Configuring Havasu¶

Havasu needs to be configured before it can be used. Wherobots Cloud provides a set of default configurations for the users. Users can use the default configurations to get started quickly. However, users can also customize the configurations to store data in their own S3 buckets.

Configuring Havasu¶

Havasu can be configured before launching the Sedona context. Here is an example of configuring Havasu to use a custom S3 bucket:

config = SedonaContext. \
    builder(). \
    config("spark.sql.catalog.my_catalog.type", "hadoop"). \
    config("spark.sql.catalog.my_catalog", "org.apache.iceberg.spark.SparkCatalog"). \
    config("spark.sql.catalog.my_catalog.warehouse", "s3://path/to/your/warehouse"). \
    config("spark.sql.catalog.my_catalog.io-impl", "org.apache.iceberg.aws.s3.S3FileIO"). \
    getOrCreate()
sedona = SedonaContext.create(config)

In the configured Sedona context, users can access Havasu tables stored in their own S3 path using my_catalog as table namespace. For example, users can create a table in Havasu using my_catalog.<db_name>.<table_name> as table name:

PythonScalaJava

sedona.sql("CREATE DATABASE IF NOT EXISTS my_catalog.test_db.test_table")
sedona.sql("""
CREATE TABLE IF NOT EXISTS my_catalog.test_db.test_table (
  id STRING,
  geom GEOMETRY
)
""")

sedona.sql("CREATE DATABASE IF NOT EXISTS my_catalog.test_db.test_table")
sedona.sql("""
CREATE TABLE IF NOT EXISTS my_catalog.test_db.test_table (
  id STRING,
  geom GEOMETRY
)
""")

sedona.sql("CREATE DATABASE IF NOT EXISTS my_catalog.test_db.test_table");
sedona.sql(
  "CREATE TABLE IF NOT EXISTS my_catalog.test_db.test_table (" +
  "id STRING," +
  "geom GEOMETRY" +
")");

Users can also configure multiple Havasu catalogs in the same Spark session. For example, users can configure two Havasu catalogs my_catalog and my_catalog2:

config = SedonaContext. \
    builder(). \
    config("spark.sql.catalog.my_catalog.type", "hadoop"). \
    config("spark.sql.catalog.my_catalog", "org.apache.iceberg.spark.SparkCatalog"). \
    config("spark.sql.catalog.my_catalog.warehouse", "s3://path/to/your/warehouse1"). \
    config("spark.sql.catalog.my_catalog.io-impl", "org.apache.iceberg.aws.s3.S3FileIO"). \
    config("spark.sql.catalog.my_catalog2.type", "hadoop"). \
    config("spark.sql.catalog.my_catalog2", "org.apache.iceberg.spark.SparkCatalog"). \
    config("spark.sql.catalog.my_catalog2.warehouse", "s3://path/to/your/warehouse2"). \
    config("spark.sql.catalog.my_catalog2.io-impl", "org.apache.iceberg.aws.s3.S3FileIO"). \
    getOrCreate()
sedona = SedonaContext.create(config)

Tables named my_catalog.<db_name>.<table_name> will be stored in s3://path/to/your/warehouse1, while tables named my_catalog2.<db_name>.<table_name> will be stored in s3://path/to/your/warehouse2.

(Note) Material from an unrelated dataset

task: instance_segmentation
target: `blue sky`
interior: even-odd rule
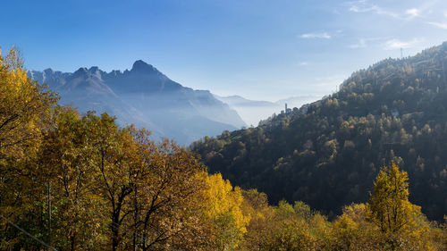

The configuration of Havasu is almost identical to the catalog configuration of Apache Iceberg on Spark. Please refer to Spark Configuration for details. If users have their own catalog service such as Hive metastore or AWS Glue, they can also configure Havasu to use their own catalog services.

S3 Cross-Account Access¶

Havasu can use users' own S3 buckets as table storage. This requires some configurations on both AWS IAM and Wherobots Sedona Context. Please refer to Access Your Own S3 Buckets for details.

Default Configuration¶

Wherobots Cloud provides a set of default configurations for the users to store data under the S3 bucket allocated for the users, the name of the pre-configured catalog is wherobots.

spark.sql.catalog.wherobots            org.apache.iceberg.spark.SparkCatalog
spark.sql.catalog.wherobots.type       hadoop
spark.sql.catalog.wherobots.warehouse  <path to S3 allocated for the user>
spark.sql.catalog.wherobots.io-impl    org.apache.iceberg.aws.s3.S3FileIO

Specifically, Havasu uses hadoop on AWS S3 as the default catalog. This setup is not safe for concurrent writes. Please see Limitations for more details.

Last update: February 9, 2024 03:04:11